A Walk Around Kyushu
Day 11, Wednesday 20th February
Beppu to Oita City
I wake to a clear blue sky. Behind the town a few wisps cling to the peaks that have a light dusting of snow. It promises to be a good day. I have a hotel booked in Oita tonight, a mere 12 kilometers away, and while I plan on making a detour on the way I should still have plenty of time to do some sightseeing in Oita.
|Beppu - click to expand|
I rejoin the main coast road and soon round the bend and can see Oita laid out before me, rather I can see the part of Oita that has been built out into the sea and is covered by industrial structures and smokestacks belching particulates into the atmosphere.
Up in the mountains south of where I am is Yusuhara Shrine, a big shrine that I want to visit. I could go up and over the mountains, but decide to carry on along the coast and then cut back up. The way over the mountains is via a complex set of narrow mountain roads, and the chances are that there will be little in the way of signs.

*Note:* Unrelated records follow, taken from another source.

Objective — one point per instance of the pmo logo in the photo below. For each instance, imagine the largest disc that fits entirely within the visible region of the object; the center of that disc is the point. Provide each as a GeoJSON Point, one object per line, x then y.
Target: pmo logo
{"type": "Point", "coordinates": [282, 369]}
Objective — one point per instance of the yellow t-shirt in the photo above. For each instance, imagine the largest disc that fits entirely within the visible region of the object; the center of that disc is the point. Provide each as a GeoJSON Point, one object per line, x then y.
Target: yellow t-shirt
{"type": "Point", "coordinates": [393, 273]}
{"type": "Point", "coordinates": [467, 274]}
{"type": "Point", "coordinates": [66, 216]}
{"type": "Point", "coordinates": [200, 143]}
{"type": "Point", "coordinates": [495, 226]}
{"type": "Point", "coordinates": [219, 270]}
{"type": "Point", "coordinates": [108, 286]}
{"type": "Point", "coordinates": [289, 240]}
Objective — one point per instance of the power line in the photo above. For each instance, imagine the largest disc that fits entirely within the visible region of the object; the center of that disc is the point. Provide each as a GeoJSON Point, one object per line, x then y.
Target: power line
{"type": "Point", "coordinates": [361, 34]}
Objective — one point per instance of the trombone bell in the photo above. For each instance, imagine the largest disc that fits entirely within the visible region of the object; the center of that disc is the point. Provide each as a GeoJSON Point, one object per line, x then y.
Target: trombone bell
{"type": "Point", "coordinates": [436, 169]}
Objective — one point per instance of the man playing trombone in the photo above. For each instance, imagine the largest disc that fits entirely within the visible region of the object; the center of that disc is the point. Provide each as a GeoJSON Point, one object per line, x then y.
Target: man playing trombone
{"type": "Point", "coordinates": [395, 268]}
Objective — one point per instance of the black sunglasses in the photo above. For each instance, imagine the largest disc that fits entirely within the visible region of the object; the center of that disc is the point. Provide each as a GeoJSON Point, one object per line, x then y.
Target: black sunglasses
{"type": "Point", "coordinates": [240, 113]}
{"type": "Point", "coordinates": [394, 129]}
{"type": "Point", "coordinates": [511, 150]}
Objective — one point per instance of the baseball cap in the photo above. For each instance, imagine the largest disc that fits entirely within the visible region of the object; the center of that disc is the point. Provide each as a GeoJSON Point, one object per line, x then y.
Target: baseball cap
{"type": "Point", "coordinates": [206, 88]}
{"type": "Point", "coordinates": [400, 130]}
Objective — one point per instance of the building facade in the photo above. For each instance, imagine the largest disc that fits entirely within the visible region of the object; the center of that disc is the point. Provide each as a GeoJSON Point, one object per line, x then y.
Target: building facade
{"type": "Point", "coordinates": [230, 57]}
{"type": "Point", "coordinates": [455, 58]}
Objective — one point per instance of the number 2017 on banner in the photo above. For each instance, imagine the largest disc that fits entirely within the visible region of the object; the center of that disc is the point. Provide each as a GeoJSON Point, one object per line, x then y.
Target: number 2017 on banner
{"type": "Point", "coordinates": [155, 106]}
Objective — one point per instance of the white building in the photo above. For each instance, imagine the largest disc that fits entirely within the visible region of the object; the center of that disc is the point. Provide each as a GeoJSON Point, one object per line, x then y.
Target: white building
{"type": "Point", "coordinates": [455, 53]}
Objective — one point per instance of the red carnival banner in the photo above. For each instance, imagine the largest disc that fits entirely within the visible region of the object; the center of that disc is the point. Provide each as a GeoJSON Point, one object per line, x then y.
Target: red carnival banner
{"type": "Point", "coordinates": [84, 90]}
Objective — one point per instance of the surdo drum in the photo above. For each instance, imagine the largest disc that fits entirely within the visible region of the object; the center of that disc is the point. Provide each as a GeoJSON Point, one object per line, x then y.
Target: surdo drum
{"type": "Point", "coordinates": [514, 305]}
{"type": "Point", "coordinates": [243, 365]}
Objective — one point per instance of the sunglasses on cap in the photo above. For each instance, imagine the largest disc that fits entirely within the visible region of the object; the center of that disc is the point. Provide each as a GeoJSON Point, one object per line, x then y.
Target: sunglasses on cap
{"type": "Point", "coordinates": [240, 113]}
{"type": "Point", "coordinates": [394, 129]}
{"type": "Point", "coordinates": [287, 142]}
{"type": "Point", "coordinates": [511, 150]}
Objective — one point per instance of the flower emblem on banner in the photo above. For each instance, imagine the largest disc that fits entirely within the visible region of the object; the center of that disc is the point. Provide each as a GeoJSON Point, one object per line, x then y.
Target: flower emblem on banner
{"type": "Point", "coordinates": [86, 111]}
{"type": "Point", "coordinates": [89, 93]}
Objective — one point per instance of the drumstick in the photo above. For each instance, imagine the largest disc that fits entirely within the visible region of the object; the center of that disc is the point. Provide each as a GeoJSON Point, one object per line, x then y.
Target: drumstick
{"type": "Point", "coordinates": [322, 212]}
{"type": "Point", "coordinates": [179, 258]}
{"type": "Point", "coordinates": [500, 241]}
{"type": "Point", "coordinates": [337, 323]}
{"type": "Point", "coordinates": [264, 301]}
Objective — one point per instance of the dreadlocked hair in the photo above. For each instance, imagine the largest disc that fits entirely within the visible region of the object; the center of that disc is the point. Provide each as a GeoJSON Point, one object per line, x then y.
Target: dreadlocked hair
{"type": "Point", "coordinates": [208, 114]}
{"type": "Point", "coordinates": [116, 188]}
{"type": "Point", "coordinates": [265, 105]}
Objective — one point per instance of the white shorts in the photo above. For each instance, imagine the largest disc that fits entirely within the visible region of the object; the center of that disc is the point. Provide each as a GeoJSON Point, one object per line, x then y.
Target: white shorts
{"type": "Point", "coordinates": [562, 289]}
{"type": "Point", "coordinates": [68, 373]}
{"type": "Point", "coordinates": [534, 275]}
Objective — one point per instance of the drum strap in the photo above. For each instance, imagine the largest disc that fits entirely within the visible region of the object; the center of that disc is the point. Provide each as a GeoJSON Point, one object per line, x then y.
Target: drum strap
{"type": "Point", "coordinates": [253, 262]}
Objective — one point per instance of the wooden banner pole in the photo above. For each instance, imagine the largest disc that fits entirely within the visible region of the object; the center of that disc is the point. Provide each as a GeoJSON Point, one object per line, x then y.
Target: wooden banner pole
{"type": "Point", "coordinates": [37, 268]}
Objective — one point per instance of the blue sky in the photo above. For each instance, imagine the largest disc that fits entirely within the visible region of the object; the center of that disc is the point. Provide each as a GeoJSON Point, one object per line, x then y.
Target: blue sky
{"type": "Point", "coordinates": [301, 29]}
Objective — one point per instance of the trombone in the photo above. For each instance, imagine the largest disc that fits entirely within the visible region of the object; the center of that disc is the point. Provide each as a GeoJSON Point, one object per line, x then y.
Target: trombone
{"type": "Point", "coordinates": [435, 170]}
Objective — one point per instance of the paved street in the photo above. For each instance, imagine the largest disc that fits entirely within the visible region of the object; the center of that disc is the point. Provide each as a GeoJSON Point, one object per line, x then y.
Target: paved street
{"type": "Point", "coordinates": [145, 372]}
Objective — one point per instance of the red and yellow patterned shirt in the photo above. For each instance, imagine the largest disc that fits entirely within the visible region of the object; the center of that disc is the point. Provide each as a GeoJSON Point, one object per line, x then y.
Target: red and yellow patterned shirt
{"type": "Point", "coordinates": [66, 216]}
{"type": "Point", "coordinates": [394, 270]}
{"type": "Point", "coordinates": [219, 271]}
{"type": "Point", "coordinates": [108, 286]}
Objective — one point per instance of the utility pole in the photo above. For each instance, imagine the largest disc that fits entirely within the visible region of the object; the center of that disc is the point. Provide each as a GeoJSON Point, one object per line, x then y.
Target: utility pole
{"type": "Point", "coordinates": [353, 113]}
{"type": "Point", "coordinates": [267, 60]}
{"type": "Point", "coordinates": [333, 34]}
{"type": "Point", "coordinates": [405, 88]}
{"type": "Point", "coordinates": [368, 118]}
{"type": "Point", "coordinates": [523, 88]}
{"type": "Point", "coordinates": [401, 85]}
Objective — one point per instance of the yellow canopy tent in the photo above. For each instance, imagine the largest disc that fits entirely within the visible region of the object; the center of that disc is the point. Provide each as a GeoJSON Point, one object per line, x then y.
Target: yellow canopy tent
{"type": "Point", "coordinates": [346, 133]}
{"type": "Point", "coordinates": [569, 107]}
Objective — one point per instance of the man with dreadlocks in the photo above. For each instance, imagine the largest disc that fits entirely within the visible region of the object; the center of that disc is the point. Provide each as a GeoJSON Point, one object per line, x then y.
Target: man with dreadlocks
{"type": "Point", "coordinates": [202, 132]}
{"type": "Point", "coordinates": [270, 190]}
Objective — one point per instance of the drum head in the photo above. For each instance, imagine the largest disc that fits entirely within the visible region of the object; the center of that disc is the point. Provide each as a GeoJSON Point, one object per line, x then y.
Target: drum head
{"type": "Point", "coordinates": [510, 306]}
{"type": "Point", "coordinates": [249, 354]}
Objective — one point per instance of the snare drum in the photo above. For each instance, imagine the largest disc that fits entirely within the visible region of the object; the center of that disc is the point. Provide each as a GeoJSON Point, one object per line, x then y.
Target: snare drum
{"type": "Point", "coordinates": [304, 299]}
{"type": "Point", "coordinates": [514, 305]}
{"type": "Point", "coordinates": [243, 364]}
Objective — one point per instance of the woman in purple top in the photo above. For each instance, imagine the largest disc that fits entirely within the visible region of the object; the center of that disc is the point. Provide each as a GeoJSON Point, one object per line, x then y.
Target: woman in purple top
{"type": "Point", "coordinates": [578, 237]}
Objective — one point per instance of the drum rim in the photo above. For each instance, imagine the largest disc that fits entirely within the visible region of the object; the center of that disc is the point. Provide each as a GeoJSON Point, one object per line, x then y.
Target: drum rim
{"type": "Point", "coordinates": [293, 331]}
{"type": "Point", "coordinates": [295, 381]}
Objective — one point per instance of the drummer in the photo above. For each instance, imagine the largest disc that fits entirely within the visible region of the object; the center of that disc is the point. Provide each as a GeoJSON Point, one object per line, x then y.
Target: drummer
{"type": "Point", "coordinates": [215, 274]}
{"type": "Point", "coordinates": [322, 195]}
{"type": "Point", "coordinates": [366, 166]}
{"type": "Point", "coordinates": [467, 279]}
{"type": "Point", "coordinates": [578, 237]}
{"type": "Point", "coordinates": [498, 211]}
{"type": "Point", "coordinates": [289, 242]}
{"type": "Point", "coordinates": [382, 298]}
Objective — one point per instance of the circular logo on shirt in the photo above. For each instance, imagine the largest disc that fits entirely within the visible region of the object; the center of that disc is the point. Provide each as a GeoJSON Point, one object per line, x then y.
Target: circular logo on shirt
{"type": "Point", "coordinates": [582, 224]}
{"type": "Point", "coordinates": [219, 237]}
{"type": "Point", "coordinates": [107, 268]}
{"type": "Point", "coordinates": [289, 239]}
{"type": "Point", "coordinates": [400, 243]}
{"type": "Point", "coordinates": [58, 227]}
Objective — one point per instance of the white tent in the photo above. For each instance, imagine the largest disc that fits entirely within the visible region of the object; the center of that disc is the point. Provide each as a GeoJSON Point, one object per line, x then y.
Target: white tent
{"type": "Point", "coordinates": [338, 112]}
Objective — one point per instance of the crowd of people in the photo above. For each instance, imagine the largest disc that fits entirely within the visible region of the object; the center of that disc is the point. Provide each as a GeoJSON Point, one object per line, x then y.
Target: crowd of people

It is also quite possible that there will be new road construction to make a mockery of my map, but the clincher is that it looks steep and I have a heavy pack. When I reach Nishi Oita I am grateful to get away from the traffic and noise and concrete and head up into the mountains.

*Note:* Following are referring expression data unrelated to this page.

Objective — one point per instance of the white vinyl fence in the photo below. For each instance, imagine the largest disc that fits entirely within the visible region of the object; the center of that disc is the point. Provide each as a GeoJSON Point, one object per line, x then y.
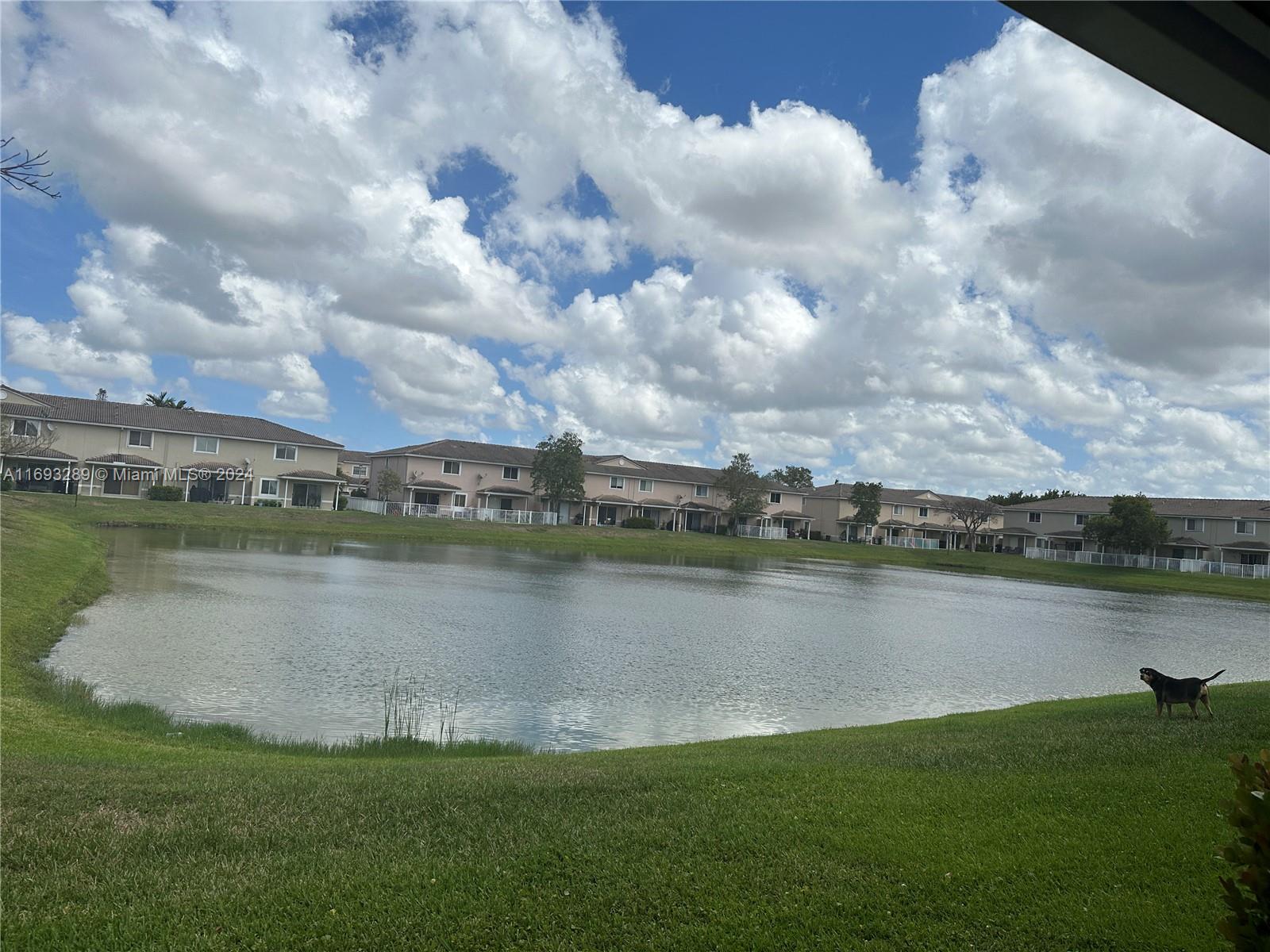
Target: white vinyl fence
{"type": "Point", "coordinates": [902, 543]}
{"type": "Point", "coordinates": [1175, 565]}
{"type": "Point", "coordinates": [761, 531]}
{"type": "Point", "coordinates": [518, 517]}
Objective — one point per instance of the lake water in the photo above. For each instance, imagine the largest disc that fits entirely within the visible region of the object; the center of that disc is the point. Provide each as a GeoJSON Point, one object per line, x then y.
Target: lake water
{"type": "Point", "coordinates": [298, 638]}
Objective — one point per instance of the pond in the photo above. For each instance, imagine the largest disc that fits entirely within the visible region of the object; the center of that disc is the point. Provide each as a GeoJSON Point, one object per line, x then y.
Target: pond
{"type": "Point", "coordinates": [298, 638]}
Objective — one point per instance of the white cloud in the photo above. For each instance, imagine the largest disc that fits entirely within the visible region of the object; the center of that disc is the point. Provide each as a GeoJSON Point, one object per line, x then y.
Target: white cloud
{"type": "Point", "coordinates": [1075, 253]}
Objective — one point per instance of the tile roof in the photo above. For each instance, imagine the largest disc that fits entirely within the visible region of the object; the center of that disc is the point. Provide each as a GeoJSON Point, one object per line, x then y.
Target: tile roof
{"type": "Point", "coordinates": [505, 492]}
{"type": "Point", "coordinates": [893, 497]}
{"type": "Point", "coordinates": [433, 484]}
{"type": "Point", "coordinates": [171, 420]}
{"type": "Point", "coordinates": [126, 460]}
{"type": "Point", "coordinates": [1212, 508]}
{"type": "Point", "coordinates": [503, 455]}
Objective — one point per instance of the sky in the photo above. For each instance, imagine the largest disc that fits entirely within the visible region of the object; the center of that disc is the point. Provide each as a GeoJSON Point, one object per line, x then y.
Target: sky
{"type": "Point", "coordinates": [927, 244]}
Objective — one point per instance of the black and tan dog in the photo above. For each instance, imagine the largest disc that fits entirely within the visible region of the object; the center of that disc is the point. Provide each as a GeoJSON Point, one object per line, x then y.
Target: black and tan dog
{"type": "Point", "coordinates": [1178, 691]}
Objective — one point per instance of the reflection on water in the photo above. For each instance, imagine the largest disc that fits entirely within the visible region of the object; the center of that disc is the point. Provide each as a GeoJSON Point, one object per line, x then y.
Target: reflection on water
{"type": "Point", "coordinates": [296, 638]}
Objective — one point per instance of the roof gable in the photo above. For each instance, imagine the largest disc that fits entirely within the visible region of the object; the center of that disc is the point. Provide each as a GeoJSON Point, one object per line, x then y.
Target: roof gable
{"type": "Point", "coordinates": [168, 419]}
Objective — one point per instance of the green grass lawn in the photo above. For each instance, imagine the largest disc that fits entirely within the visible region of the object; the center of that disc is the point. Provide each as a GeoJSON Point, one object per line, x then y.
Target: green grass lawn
{"type": "Point", "coordinates": [1064, 825]}
{"type": "Point", "coordinates": [634, 543]}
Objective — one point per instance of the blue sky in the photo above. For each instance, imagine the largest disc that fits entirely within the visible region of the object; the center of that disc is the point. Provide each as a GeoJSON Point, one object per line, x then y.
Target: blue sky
{"type": "Point", "coordinates": [821, 282]}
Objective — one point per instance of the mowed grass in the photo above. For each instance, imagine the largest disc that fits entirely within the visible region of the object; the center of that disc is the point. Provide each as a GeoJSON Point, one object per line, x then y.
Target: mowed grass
{"type": "Point", "coordinates": [1064, 825]}
{"type": "Point", "coordinates": [629, 543]}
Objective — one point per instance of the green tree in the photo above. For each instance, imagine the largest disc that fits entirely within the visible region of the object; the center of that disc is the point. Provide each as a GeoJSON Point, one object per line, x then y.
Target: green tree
{"type": "Point", "coordinates": [791, 476]}
{"type": "Point", "coordinates": [745, 489]}
{"type": "Point", "coordinates": [164, 400]}
{"type": "Point", "coordinates": [387, 484]}
{"type": "Point", "coordinates": [1020, 497]}
{"type": "Point", "coordinates": [1130, 524]}
{"type": "Point", "coordinates": [867, 498]}
{"type": "Point", "coordinates": [559, 473]}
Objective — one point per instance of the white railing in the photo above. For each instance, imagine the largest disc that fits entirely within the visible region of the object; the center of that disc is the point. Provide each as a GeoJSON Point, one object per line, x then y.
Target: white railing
{"type": "Point", "coordinates": [903, 543]}
{"type": "Point", "coordinates": [518, 517]}
{"type": "Point", "coordinates": [761, 531]}
{"type": "Point", "coordinates": [1130, 562]}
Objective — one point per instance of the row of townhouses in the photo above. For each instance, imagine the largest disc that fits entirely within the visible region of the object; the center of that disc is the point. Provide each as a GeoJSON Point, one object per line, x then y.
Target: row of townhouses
{"type": "Point", "coordinates": [106, 448]}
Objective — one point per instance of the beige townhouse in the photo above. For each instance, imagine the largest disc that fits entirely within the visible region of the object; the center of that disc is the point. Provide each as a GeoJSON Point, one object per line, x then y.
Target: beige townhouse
{"type": "Point", "coordinates": [356, 469]}
{"type": "Point", "coordinates": [106, 448]}
{"type": "Point", "coordinates": [1208, 530]}
{"type": "Point", "coordinates": [912, 517]}
{"type": "Point", "coordinates": [463, 474]}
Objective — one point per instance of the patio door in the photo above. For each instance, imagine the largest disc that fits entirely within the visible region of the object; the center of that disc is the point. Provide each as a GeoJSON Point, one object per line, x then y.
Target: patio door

Yusuhara Shrine is in a remote location, and by its size was obviously quite important. It was founded in the ninth century. It was well worth the climb as it has a fantastic two-storied gate with exquisite carvings and reliefs. If this shrine was in Kyoto or any city it would be packed with visitors and tourists, but here up in the mountains I have the place to myself. I head back down the mountain and reach the edge of the city sprawl.

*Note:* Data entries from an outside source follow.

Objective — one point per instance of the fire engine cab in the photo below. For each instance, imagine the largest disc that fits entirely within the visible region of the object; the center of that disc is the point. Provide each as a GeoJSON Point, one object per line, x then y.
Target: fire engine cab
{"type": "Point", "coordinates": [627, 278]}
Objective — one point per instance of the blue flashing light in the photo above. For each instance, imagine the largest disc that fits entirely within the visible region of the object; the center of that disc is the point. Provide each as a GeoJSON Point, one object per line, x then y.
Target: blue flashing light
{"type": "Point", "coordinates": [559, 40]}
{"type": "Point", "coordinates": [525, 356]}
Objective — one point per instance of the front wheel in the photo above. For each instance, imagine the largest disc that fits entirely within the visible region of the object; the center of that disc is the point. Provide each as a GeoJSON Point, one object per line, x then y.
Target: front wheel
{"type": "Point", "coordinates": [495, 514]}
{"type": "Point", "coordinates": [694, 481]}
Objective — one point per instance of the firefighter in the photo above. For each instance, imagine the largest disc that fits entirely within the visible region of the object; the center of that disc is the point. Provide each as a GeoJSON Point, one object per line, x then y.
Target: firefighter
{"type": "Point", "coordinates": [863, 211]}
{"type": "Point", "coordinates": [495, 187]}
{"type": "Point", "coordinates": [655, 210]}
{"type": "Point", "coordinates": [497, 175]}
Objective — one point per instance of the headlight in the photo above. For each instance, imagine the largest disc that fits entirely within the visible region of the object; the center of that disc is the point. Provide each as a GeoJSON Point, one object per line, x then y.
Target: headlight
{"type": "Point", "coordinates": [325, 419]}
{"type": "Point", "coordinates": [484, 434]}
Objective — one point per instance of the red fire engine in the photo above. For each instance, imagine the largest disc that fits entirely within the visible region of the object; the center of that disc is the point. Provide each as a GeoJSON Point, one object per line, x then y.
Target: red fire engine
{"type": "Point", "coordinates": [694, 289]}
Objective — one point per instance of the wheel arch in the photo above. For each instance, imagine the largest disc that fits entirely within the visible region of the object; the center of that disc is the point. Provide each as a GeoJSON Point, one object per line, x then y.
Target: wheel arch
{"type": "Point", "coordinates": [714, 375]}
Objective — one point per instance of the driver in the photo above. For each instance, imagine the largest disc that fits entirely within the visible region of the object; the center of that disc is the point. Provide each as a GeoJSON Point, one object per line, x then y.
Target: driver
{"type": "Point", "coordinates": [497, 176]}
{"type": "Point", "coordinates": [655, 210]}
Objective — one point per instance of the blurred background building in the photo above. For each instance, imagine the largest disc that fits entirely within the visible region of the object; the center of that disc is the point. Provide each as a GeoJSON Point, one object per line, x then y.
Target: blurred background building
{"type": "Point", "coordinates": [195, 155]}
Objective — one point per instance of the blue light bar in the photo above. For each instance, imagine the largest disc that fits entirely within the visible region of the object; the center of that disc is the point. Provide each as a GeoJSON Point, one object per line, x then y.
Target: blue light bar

|Nishi Oita - click to expand image|
The old name of this town was Funai, and it was ruled over by the Otome, considered the most powerful of all the daimyo who converted to Christianity. The castle ruins are now in the middle of the city, but would have been much closer to the coast before the modern development has extended out into the sea. Right next to the castle is Art Plaza, a community art center housed in what was until recently the Prefectural Library. Designed by an Oita native, Arata Isozaki, the third floor is given over to a permanent display of plans, drawings, and models of some of his buildings. It is still too early to check into my hotel, so I go to the tourist information office in the station and find that there is a historical walk around the hill about 1km south of the station.
At the base of the hill are a couple of examples of sekibutsu, stone Buddhas, not statues carved out of a piece of stone, but rather carved directly into the face of the cliff. Oita has more examples of sekibutsu than any other prefecture in Japan, and in a couple of days I will be visiting a major site of them in Usuki.
These examples are not so big, but quite delicately carved. The path then winds up narrow lanes and visits a couple of temples, one of which is in the process of being rebuilt, but the prize was found on top of the hill, another Hachiman Shrine with a big two-storied gate covered in relief carvings, but whereas the gate and carvings at Yusuhara where plain wood, these are painted, but not as delicately carved as at Yusuhara. After the shrine the way goes to the top of the hill with views over downtown Oita, and then back to the station and my hotel for the night.